Thursday, September 16, 2010

Trust your doctor?

Do you usually do what your doctor says? Chances are, if you are seeing a very narrow specialist, you usually listen: who really argues when a heart surgeon suggests you have an open-heart surgery? Or a urologist who suggests a treatment for prostate problems?

However, what do you say when your pediatrician insists on proper disciplinary approaches with your kids? Or recommends a sleep-training regiment that you know you could not live with as a mother? How about dietary advice? My best guess is that the vast majority of people feel that their doctor does know what's best, but find that they fail to live up to the standards necessary to comply. So they go and eat bacon when the doctor insists on brown rice; they have their toddler sleep in their bed because the alternative is too hard emotionally; they know they should punish their kids but continue acting out of intuitive kindness, then hide the fact from the pediatrician.

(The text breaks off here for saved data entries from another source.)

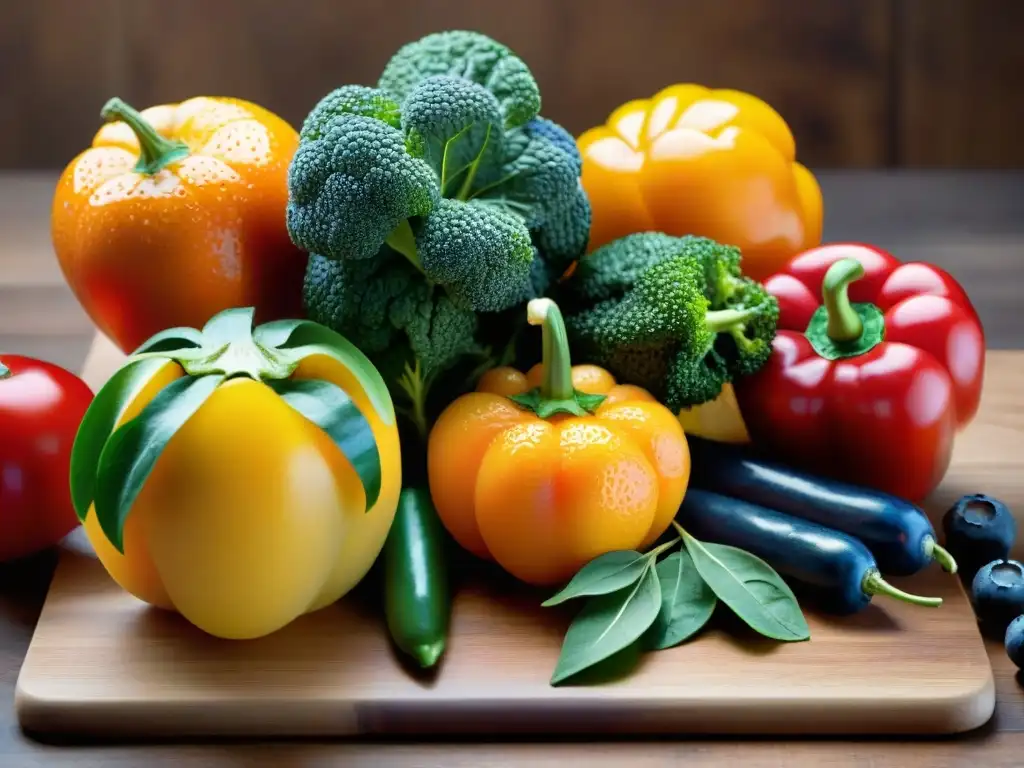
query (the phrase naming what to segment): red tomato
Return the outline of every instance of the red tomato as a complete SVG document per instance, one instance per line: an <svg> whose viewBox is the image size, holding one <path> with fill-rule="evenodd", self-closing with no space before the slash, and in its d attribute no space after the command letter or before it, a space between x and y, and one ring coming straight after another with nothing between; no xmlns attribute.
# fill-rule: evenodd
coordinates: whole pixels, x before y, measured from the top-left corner
<svg viewBox="0 0 1024 768"><path fill-rule="evenodd" d="M78 525L71 446L92 398L60 366L0 356L0 561L53 546Z"/></svg>

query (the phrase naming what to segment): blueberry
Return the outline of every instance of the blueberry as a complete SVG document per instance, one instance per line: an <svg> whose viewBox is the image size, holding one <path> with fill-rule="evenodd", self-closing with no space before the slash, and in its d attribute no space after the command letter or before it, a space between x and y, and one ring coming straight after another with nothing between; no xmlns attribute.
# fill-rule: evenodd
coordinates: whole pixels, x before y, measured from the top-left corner
<svg viewBox="0 0 1024 768"><path fill-rule="evenodd" d="M970 578L985 563L1004 560L1017 537L1017 521L999 499L975 493L961 497L942 518L946 549Z"/></svg>
<svg viewBox="0 0 1024 768"><path fill-rule="evenodd" d="M1005 631L1024 613L1024 565L1016 560L993 560L974 576L971 601L979 621Z"/></svg>
<svg viewBox="0 0 1024 768"><path fill-rule="evenodd" d="M1024 669L1024 616L1018 616L1006 628L1006 655L1018 668Z"/></svg>

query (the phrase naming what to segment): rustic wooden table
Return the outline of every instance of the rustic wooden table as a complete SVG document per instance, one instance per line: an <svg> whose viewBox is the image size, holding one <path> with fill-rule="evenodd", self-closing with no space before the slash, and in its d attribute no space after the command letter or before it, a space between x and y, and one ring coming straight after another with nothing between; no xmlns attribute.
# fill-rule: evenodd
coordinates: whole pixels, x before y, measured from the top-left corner
<svg viewBox="0 0 1024 768"><path fill-rule="evenodd" d="M0 175L0 351L79 370L92 329L64 285L49 243L53 173ZM858 239L904 260L937 263L978 307L989 347L1024 348L1024 173L821 174L828 240ZM1018 282L1020 281L1020 282ZM1024 374L1024 371L1022 371ZM1024 378L1022 378L1024 382ZM982 728L941 740L663 740L544 742L285 742L160 745L42 744L14 717L14 683L56 553L0 566L0 766L561 765L1017 766L1024 752L1024 690L1000 643L988 641L997 707Z"/></svg>

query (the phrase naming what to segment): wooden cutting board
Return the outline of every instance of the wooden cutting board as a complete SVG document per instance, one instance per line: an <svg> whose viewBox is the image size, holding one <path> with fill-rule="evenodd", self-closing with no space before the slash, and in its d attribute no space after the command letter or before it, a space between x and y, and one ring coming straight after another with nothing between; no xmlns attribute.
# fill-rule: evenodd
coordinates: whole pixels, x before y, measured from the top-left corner
<svg viewBox="0 0 1024 768"><path fill-rule="evenodd" d="M85 376L119 356L97 341ZM992 353L981 412L929 508L965 493L1024 510L1024 352ZM1022 537L1024 538L1024 537ZM939 734L987 721L992 671L967 598L937 566L897 584L939 609L876 598L854 617L810 613L778 644L726 621L667 651L623 658L601 685L552 688L571 608L464 579L432 678L396 658L355 594L256 641L210 638L122 592L88 552L58 566L17 685L26 730L108 737L359 734ZM364 585L365 586L365 585ZM372 596L372 593L369 593Z"/></svg>

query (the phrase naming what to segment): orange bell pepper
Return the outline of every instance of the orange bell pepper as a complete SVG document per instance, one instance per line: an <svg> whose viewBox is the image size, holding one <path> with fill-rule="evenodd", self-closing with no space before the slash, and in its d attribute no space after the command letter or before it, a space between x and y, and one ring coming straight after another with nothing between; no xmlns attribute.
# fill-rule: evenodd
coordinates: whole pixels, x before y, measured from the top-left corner
<svg viewBox="0 0 1024 768"><path fill-rule="evenodd" d="M789 126L734 90L672 85L578 139L590 250L633 232L703 235L743 251L755 280L821 241L822 198Z"/></svg>
<svg viewBox="0 0 1024 768"><path fill-rule="evenodd" d="M521 581L563 582L606 552L644 548L668 528L690 478L673 413L606 370L571 366L565 325L534 299L544 361L485 373L428 441L430 492L451 535Z"/></svg>
<svg viewBox="0 0 1024 768"><path fill-rule="evenodd" d="M233 307L301 317L306 258L285 227L298 133L239 99L198 97L109 122L65 168L51 211L64 276L124 352Z"/></svg>

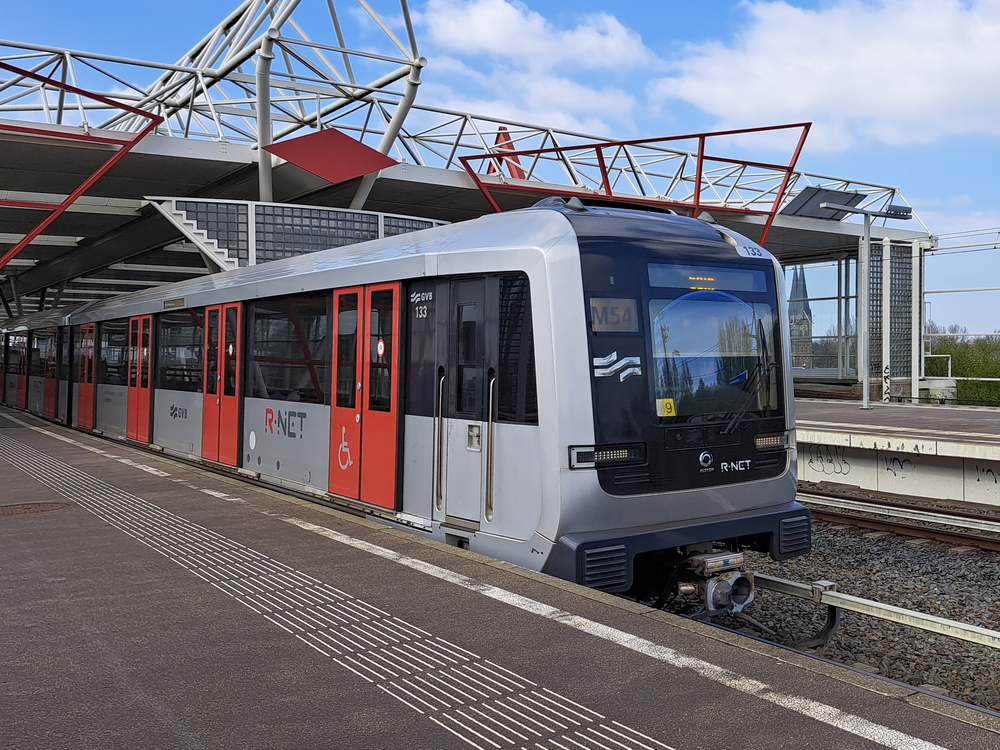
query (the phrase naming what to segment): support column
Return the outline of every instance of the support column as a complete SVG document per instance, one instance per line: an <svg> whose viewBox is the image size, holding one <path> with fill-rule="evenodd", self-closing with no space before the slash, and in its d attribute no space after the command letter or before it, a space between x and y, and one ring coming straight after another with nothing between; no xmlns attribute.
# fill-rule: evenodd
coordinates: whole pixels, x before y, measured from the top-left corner
<svg viewBox="0 0 1000 750"><path fill-rule="evenodd" d="M837 259L837 380L844 378L844 259Z"/></svg>
<svg viewBox="0 0 1000 750"><path fill-rule="evenodd" d="M892 392L892 243L882 238L882 401Z"/></svg>
<svg viewBox="0 0 1000 750"><path fill-rule="evenodd" d="M920 353L924 348L923 312L924 278L920 272L923 265L924 246L919 241L910 245L910 402L920 403L920 377L923 375Z"/></svg>
<svg viewBox="0 0 1000 750"><path fill-rule="evenodd" d="M858 249L858 380L861 381L861 408L871 409L871 365L868 362L868 297L871 275L868 273L871 255L871 217L865 214L865 233Z"/></svg>
<svg viewBox="0 0 1000 750"><path fill-rule="evenodd" d="M413 100L417 98L417 87L420 86L420 69L425 65L427 65L427 60L419 57L410 66L410 73L406 76L406 87L403 90L403 97L399 100L399 104L396 105L396 111L393 112L392 119L389 120L385 132L382 134L382 140L378 144L377 151L380 154L388 154L389 149L392 148L392 144L396 142L396 136L399 135L399 131L403 127L403 120L406 119L410 107L413 106ZM375 186L378 174L377 172L372 172L361 178L361 183L358 185L358 189L354 193L354 198L351 200L351 208L362 209L365 207L365 201L368 200L368 195Z"/></svg>
<svg viewBox="0 0 1000 750"><path fill-rule="evenodd" d="M271 60L278 36L276 28L268 29L257 50L257 184L258 199L264 203L274 200L271 154L264 147L271 145Z"/></svg>
<svg viewBox="0 0 1000 750"><path fill-rule="evenodd" d="M21 306L21 292L17 288L17 277L10 277L10 290L14 293L14 309L17 310L17 317L24 315L24 308Z"/></svg>

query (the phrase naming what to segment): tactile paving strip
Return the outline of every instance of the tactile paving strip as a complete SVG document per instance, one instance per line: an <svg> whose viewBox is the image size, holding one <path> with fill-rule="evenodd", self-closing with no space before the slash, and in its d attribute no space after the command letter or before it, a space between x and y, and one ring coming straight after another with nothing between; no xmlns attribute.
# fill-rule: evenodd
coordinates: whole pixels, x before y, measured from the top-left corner
<svg viewBox="0 0 1000 750"><path fill-rule="evenodd" d="M472 747L670 750L499 664L20 441L0 435L0 458Z"/></svg>

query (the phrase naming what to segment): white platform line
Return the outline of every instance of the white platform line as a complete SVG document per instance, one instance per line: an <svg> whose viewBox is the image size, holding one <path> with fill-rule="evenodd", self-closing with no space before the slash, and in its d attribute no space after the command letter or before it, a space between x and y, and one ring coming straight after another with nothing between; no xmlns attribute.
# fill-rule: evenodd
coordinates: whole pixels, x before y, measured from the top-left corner
<svg viewBox="0 0 1000 750"><path fill-rule="evenodd" d="M724 669L703 659L685 656L679 651L653 643L645 638L640 638L632 635L631 633L626 633L623 630L618 630L617 628L602 625L601 623L594 622L593 620L589 620L585 617L579 617L568 612L563 612L556 607L542 602L537 602L534 599L529 599L528 597L521 596L520 594L515 594L513 592L497 588L496 586L480 583L472 578L461 575L460 573L456 573L452 570L446 570L445 568L425 562L424 560L407 557L406 555L400 554L394 550L386 549L385 547L380 547L377 544L372 544L371 542L366 542L362 539L356 539L354 537L347 536L346 534L341 534L333 529L328 529L324 526L319 526L318 524L310 523L309 521L304 521L300 518L287 516L281 518L281 520L286 523L290 523L293 526L305 529L306 531L319 534L327 539L332 539L342 544L354 547L355 549L364 550L365 552L377 555L378 557L386 560L391 560L392 562L398 563L412 570L417 570L433 576L434 578L448 581L449 583L461 586L462 588L470 591L475 591L483 596L509 604L512 607L517 607L518 609L526 612L546 617L567 627L579 630L597 638L601 638L618 646L643 654L644 656L670 664L671 666L691 670L706 679L725 685L726 687L738 692L752 695L760 700L767 701L768 703L780 706L781 708L807 716L829 726L883 745L884 747L893 748L893 750L942 750L940 745L935 745L932 742L921 740L917 737L908 735L905 732L900 732L876 722L869 721L861 716L841 711L838 708L821 703L820 701L778 692L766 683L751 679L728 669Z"/></svg>

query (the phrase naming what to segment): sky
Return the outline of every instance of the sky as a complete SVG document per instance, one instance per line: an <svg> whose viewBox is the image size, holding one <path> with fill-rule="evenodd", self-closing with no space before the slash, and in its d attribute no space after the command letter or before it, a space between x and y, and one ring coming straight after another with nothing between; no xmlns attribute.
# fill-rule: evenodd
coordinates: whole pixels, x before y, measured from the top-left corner
<svg viewBox="0 0 1000 750"><path fill-rule="evenodd" d="M398 2L371 2L398 18ZM0 37L173 62L236 4L0 0ZM366 34L374 43L357 4L337 5L361 43ZM411 0L410 9L429 61L421 104L613 139L809 121L800 169L901 188L942 244L1000 227L990 166L1000 163L1000 0ZM755 148L767 161L789 153ZM927 277L928 289L1000 286L1000 250L931 258ZM1000 329L1000 292L931 299L939 323Z"/></svg>

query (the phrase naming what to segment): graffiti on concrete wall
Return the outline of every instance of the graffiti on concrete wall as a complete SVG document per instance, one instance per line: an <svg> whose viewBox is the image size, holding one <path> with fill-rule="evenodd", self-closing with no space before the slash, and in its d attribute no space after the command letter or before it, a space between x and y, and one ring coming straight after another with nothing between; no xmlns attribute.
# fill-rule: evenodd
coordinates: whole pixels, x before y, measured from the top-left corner
<svg viewBox="0 0 1000 750"><path fill-rule="evenodd" d="M883 456L882 460L885 462L885 470L897 479L906 479L906 472L917 467L910 459L900 458L891 453Z"/></svg>
<svg viewBox="0 0 1000 750"><path fill-rule="evenodd" d="M808 466L818 474L847 476L851 464L844 452L842 445L810 445Z"/></svg>
<svg viewBox="0 0 1000 750"><path fill-rule="evenodd" d="M993 469L989 468L988 466L980 466L979 464L976 464L976 481L987 482L987 483L992 481L993 484L997 484L998 482L1000 482L1000 480L997 479L997 474L995 471L993 471Z"/></svg>

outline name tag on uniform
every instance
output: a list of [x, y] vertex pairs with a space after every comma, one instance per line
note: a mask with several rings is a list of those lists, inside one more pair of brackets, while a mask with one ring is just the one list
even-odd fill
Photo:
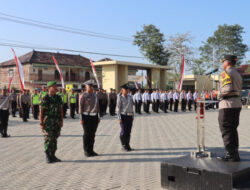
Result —
[[225, 85], [227, 84], [232, 84], [232, 79], [231, 77], [227, 74], [227, 72], [222, 72], [220, 74], [220, 77], [221, 77], [221, 83], [222, 83], [222, 86], [224, 87]]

"Doctors have been saying this for years," said my mother-in-law in a recent conversation about something or another.
"Yes, I know. But I believe they are wrong," was my firm response.
"What reason do you have to say that?"
"Well, there are several. First, it has become obvious to me that the medical profession as a whole is largely incompetent and I have been spot-checking their advice for years. I have been pushed toward a back surgery which didn't help and was only effective in slightly over 50% of patients, as I learned later. I have suffered from constant yeast infections because of a never-ending stream of antibiotics I received to treat bladder infections when the right solution I discovered later was a dramatic increase in fluid consumption. I could go on for hours.  I am not bitter - just learned to be wary of medical advice.
"Second, because I did find a doctor I trust completely. Every answer he gives me contains facts, percentages, references to studies and words like 'proof' and 'evidence'. Yet his most common answer to anything that comes from 'well-established scientific knowledge' is: 'that's just bad science' or 'there is absolutely no proof that this condition even exists or that the treatment makes any difference' or 'this theory came out of an incident in the 70's and has stuck around as truth.'
"Third, because I have recently poked around for what passes as modern science. Research papers that would not be passed by my college professors show up in medical journals and are pumped by the media. Correlations are confused with causality; statistics are abused beyond what is forgivable for inexperienced researches, but suggest willful corruption; key indicators thrown out as irrelevant; experimental controls weak or non-existent.
"Finally, because I learned of and experienced approaches that contradict predominant doctors' recommendations, make more sense and make me feel better!"

When you can trust your doctor in the age of Universal Health Care, corrupt science, bureaucratic insurance policies and a culture that does not believe, ideas matter - you have found a jewel you should nurture and treasure. Me? Oh, I just drive an hour and a half for every prenatal visit and pray that I don't give birth in the car. Similarly, my husband drives across LA to see his cardiologist and I imagine, will continue doing so when our upcoming move will make the trip last over two hours. Thankfully, both of our doctors take phone calls. What would we do without them? Oh, I guess the same thing we did before we found them: be unheard, misdiagnosed, over-medicated and under-treated.

In case you are in Southern California, do look up Dr. Patrick Sutton, an ob/gyn in Pasadena and Dr. Michael Dougherty, a cardiologist in Brea. Do you have a favorite doctor you really trust?